Brown and Tatum will need to utilize the feel and instincts they’ve developed as the season progressed to find the weak spots in Miami’s defense. Smart helps. The two offenses’ ability to play with poise could decide which of these two equally great defenses will prevail. Both teams battled stagnancy offensively in Game 1, the Heat forcing up tough floaters and mid-range shots in the first half and the Celtics struggling to pass the ball in the second.
“We know (the zone) is one of their wrinkles defensively, a team that uses it quite a bit compared to other teams,” Udoka said earlier this week. “We struggled a little bit earlier in the year, but I felt we found our groove later and did really well against it where teams that tried it, (we) scored pretty easily and they got out of it. We have multiple sets we love to run against zone, and for us getting clean looks and sometimes it’s differentiated between making or missing a wide open shot, they feel that’s a good possession or them and if you make it they’re out of the zone. Saw quite a few clips of them running zone and looked for ways to attack it.”
The zone didn’t factor heavily into the Heat’s Game 1 success, Miami leaning more toward switching and aggressively attacking Boston’s ball-handlers. They’ll have more options with Smart and Horford in the lineup, White and Pritchard getting overwhelmed in those spots when Miami went on its run. The Celtics, as much as anything else, needed a bailout bucket to stop a 2-for-15 drought in the third quarter.
With Williams losing control in the lane, Tatum pushed out to the perimeter and unable to get off the ball, and Brown getting abandoned on the weak side the Heat found ways to make the Celtics one-dimensional. Meanwhile, Tyler Herro, who keyed Miami staying close in the first half, didn’t even take the court for the run that decided the game.
Butler, Adebayo, Herro and Vincent gave the Heat layers of facilitation that Boston couldn’t match in Game 1. This series will test both Udoka, who affirmed earlier this postseason he doesn’t want to micromanage, and the Celtics’ players ability to run offense on the fly. They took full control of Game 1 early by pinching the lane, dropping Williams III and making the basket inaccessible. His return, on paper, vaults Boston’s defense above Miami’s versatile group on that side of the ball.

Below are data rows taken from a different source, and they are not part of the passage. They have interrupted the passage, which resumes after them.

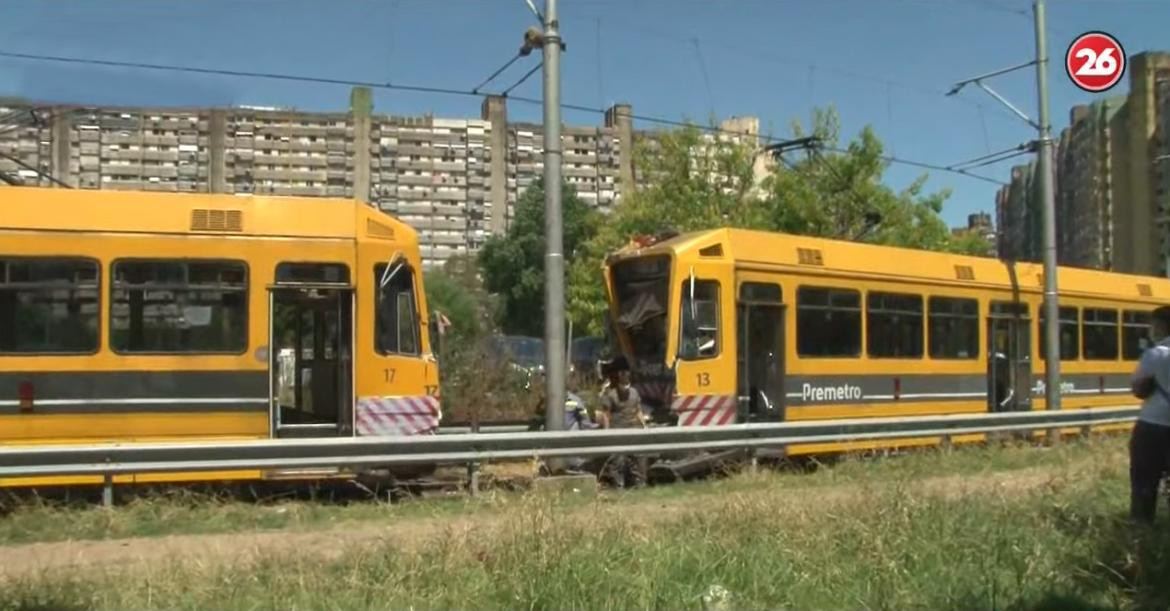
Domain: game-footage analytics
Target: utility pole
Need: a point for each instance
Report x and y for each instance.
(555, 258)
(1048, 218)
(1047, 200)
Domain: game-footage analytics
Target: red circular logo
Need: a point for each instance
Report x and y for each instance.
(1095, 61)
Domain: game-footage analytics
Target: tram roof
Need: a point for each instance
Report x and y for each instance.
(76, 210)
(747, 247)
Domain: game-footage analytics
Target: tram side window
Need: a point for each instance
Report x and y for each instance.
(396, 320)
(1069, 335)
(700, 329)
(954, 328)
(1100, 330)
(828, 322)
(894, 323)
(179, 307)
(1135, 334)
(48, 306)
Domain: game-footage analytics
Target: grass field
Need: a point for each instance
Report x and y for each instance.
(981, 528)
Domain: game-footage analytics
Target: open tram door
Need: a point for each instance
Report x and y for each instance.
(311, 350)
(1009, 357)
(759, 355)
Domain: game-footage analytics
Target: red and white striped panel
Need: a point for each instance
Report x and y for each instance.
(397, 416)
(704, 410)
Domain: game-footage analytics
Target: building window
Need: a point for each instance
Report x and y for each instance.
(1100, 334)
(1069, 335)
(396, 315)
(894, 325)
(49, 306)
(1135, 334)
(828, 322)
(700, 329)
(954, 330)
(179, 306)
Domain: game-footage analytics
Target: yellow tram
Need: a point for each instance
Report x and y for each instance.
(734, 325)
(131, 316)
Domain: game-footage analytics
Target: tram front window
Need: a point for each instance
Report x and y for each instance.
(640, 287)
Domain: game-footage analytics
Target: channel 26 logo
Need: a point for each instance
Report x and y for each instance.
(1095, 61)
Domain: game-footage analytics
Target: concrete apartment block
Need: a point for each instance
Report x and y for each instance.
(456, 180)
(1113, 193)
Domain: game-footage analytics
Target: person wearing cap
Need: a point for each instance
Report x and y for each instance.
(621, 407)
(1149, 446)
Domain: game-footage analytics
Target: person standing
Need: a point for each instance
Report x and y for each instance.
(1149, 446)
(621, 407)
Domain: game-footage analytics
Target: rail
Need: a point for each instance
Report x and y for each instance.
(118, 459)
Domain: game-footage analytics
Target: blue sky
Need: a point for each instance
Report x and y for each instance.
(880, 62)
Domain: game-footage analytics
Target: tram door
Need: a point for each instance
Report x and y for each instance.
(759, 359)
(1009, 357)
(311, 354)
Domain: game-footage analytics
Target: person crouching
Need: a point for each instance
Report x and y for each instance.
(621, 407)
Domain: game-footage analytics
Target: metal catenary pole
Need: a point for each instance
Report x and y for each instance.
(1043, 145)
(1048, 217)
(553, 258)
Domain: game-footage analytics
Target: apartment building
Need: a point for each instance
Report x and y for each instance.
(456, 180)
(1112, 182)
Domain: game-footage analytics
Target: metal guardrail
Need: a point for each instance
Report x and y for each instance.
(462, 430)
(115, 459)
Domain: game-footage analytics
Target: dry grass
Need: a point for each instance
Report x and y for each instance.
(1045, 537)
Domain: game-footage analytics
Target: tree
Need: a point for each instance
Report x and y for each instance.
(514, 263)
(458, 293)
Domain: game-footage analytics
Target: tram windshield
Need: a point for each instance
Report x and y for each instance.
(641, 289)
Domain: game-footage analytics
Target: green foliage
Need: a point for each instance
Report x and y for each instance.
(514, 263)
(474, 385)
(456, 292)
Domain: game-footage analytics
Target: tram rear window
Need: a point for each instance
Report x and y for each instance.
(828, 322)
(1135, 334)
(954, 330)
(179, 307)
(48, 306)
(396, 315)
(1100, 334)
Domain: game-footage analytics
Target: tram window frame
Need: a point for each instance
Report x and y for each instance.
(311, 273)
(959, 320)
(49, 287)
(716, 309)
(901, 315)
(243, 306)
(854, 344)
(379, 314)
(1093, 329)
(1068, 350)
(1141, 321)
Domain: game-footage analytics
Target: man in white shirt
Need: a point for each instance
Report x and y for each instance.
(1149, 447)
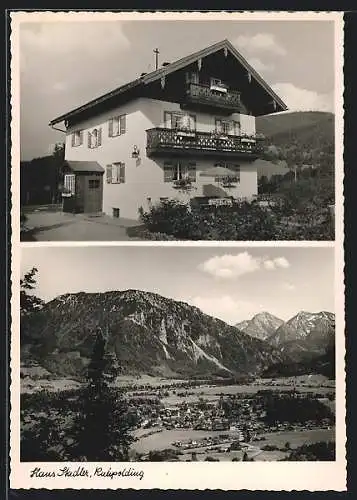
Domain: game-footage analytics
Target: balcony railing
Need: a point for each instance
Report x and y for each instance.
(162, 141)
(204, 95)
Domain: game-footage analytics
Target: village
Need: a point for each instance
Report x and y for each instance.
(221, 423)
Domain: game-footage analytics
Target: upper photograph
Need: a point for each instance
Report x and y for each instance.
(177, 130)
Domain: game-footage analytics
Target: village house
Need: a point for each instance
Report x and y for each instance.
(183, 131)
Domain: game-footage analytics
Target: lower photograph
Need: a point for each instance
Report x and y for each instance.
(177, 354)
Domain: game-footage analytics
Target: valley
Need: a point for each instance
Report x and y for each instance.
(193, 387)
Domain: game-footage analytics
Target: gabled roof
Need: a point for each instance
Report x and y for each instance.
(85, 166)
(170, 68)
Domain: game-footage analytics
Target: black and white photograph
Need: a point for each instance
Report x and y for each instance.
(177, 354)
(177, 289)
(177, 130)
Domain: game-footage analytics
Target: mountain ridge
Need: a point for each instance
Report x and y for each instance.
(147, 333)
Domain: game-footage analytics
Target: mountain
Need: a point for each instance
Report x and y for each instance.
(323, 364)
(147, 332)
(305, 335)
(262, 326)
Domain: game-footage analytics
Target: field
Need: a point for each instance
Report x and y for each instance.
(170, 410)
(164, 439)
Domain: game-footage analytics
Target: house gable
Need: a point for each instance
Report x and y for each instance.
(221, 61)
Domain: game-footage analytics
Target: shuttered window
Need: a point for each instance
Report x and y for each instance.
(231, 167)
(178, 171)
(117, 126)
(192, 172)
(77, 138)
(227, 127)
(94, 138)
(70, 184)
(180, 121)
(109, 172)
(168, 172)
(116, 173)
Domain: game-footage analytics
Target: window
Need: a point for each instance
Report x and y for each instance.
(116, 173)
(227, 127)
(117, 126)
(70, 184)
(216, 81)
(93, 183)
(95, 138)
(179, 121)
(177, 171)
(77, 138)
(230, 177)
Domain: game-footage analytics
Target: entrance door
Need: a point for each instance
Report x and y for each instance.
(93, 199)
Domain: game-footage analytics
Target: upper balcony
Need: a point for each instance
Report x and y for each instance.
(213, 97)
(164, 141)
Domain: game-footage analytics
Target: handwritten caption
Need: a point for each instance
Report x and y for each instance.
(85, 472)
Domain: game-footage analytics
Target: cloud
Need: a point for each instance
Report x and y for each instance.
(233, 266)
(298, 99)
(261, 42)
(82, 39)
(259, 65)
(226, 307)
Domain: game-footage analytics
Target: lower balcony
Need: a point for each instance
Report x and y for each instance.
(163, 141)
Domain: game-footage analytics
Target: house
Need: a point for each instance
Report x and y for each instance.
(185, 130)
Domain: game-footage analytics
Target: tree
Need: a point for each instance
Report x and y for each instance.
(29, 303)
(102, 429)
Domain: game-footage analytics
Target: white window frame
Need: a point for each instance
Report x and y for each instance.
(77, 138)
(117, 173)
(180, 170)
(117, 125)
(179, 116)
(229, 166)
(94, 138)
(234, 127)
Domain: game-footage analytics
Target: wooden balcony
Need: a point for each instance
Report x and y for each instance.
(203, 96)
(174, 142)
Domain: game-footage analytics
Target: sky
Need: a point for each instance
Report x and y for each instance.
(65, 64)
(231, 283)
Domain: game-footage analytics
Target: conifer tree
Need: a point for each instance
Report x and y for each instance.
(102, 429)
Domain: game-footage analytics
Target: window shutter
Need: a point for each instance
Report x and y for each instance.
(192, 122)
(122, 173)
(192, 172)
(123, 124)
(167, 119)
(168, 172)
(109, 174)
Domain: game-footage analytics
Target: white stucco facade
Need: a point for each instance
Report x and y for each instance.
(144, 180)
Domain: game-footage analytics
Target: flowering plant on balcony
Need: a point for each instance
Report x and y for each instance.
(184, 183)
(218, 135)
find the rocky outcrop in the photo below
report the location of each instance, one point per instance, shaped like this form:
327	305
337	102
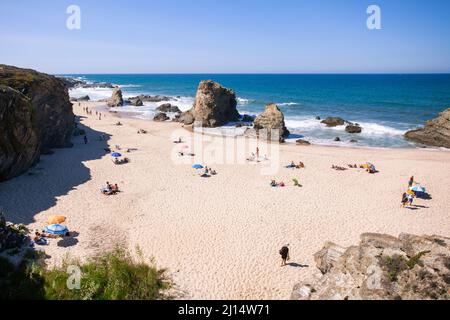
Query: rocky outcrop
270	124
167	107
214	105
19	138
436	132
136	102
116	99
333	121
52	111
161	117
381	267
353	128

Adebayo struggled to contain Williams III’s rolls early and Tatum had one of his best first halves of the entire postseason. But any grounds built on that end can be relinquished by feeding the other team with bad offense. Both of these groups are practically looking in the mirror when they stare at each other’s defenses. As for the offenses, the Celtics are trying to live up to Miami’s mantra.

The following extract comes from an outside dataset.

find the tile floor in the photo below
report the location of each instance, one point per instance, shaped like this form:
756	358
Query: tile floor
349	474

“We don’t rely on one guy, although we understand who our main scorers are. We kind of spread it around, equal opportunity,” Udoka said last series. “We want to have that balance it affords everybody the opportunity to step out and shine on certain nights. Whoever’s chance it is. We lean on Jayson and Jaylen, who do what they do on a night-to-night basis, and get the contributions from everybody else. I think that’s what makes us harder to guard than focusing on one guy like Holiday, Giannis, or whoever it might be.”